Listing 9-9 contains the code for the XmlReader function (StreamReader), as well as the CreateNewOutputRows logic to consume the XML document.

Listing 9-9. Script Logic for Using the XmlReader Class

public override void CreateNewOutputRows()
{
    foreach (var xdata in (
        from customer in StreamReader(pathToXmlFile, "Customer")
        select new
        {
          Key = customer.Attribute("Key").Value,
          FirstName = customer.Element("Name").Element("FirstName").Value,
          LastName = customer.Element("Name").Element("LastName").Value,
          BirthDate = customer.Element("BirthDate").Value,
          Gender = customer.Element("Gender").Value,
          YearlyIncome = customer.Element("YearlyIncome").Value,
        }
    ))
    {
        try
        {
          CustomersBuffer.AddRow();
          CustomersBuffer.Key = Convert.ToInt32(xdata.Key);
          CustomersBuffer.FirstName = xdata.FirstName;
          CustomersBuffer.LastName = xdata.LastName;
          CustomersBuffer.BirthDate = Convert.ToDateTime(xdata.BirthDate);
          CustomersBuffer.Gender = xdata.Gender;
          CustomersBuffer.YearlyIncome = Convert.ToDecimal(xdata.YearlyIncome);
        }
        catch (Exception e)
        {
            string errorMessage = string.Format("Error retrieving data.

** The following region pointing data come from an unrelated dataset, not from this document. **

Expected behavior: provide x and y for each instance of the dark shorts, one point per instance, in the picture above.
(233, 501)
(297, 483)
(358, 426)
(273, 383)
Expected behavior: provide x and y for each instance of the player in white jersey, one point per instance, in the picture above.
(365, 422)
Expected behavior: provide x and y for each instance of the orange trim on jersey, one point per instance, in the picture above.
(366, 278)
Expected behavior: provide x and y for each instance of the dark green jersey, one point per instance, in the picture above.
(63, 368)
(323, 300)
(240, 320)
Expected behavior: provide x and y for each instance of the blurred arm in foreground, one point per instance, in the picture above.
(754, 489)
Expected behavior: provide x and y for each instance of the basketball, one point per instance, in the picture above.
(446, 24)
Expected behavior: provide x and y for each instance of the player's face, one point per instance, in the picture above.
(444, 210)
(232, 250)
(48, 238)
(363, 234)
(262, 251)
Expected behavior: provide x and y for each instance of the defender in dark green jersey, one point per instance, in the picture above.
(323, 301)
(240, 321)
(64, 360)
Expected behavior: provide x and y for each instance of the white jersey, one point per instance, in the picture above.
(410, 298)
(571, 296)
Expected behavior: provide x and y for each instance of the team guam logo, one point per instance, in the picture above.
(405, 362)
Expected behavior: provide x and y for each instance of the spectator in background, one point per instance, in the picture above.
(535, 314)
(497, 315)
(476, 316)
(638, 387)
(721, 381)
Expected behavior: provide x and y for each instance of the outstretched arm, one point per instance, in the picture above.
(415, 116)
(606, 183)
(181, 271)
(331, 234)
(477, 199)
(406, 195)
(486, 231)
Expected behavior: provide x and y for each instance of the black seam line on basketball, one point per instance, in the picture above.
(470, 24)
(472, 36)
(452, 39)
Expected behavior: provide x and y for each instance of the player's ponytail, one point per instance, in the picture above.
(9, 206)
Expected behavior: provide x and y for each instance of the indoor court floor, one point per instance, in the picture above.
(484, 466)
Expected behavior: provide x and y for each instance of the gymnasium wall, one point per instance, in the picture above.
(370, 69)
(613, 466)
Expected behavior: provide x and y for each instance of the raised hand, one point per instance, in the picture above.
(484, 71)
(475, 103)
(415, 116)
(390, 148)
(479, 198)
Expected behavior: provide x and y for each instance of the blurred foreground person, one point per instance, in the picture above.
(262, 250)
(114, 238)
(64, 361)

Exception message: {0}",
                                                 e.Message);
            bool bCancel;
            ComponentMetaData.FireError(0, ComponentMetaData.Name, errorMessage, string.Empty, 0,
                                        out bCancel);
        }
    }
}

static IEnumerable<XElement> StreamReader(String filename, string elementName)
{
  using (XmlReader xr = XmlReader.Create(filename))
  {
      xr.MoveToContent();
      while (xr.Read())
      {
          while (xr.NodeType == XmlNodeType.Element && xr.Name == elementName)
          {
              XElement node = (XElement)XElement.ReadFrom(xr);
              yield return node;
          }
      }
      xr.Close();
  }
}

Conclusion

The XML Source component lets you process XML documents from an SSIS data flow without writing any code. Although it can handle most XML schemas, it tends to work best with simple XML documents. When dealing with complex XML formats, consider using XSLT to reformat the source document to a format that is easily parsed. If you don’t mind writing and maintaining .NET code, consider using one of the script component patterns described in this chapter when you need more control over how a document is parsed, are working with large XML documents, or have specific performance requirements.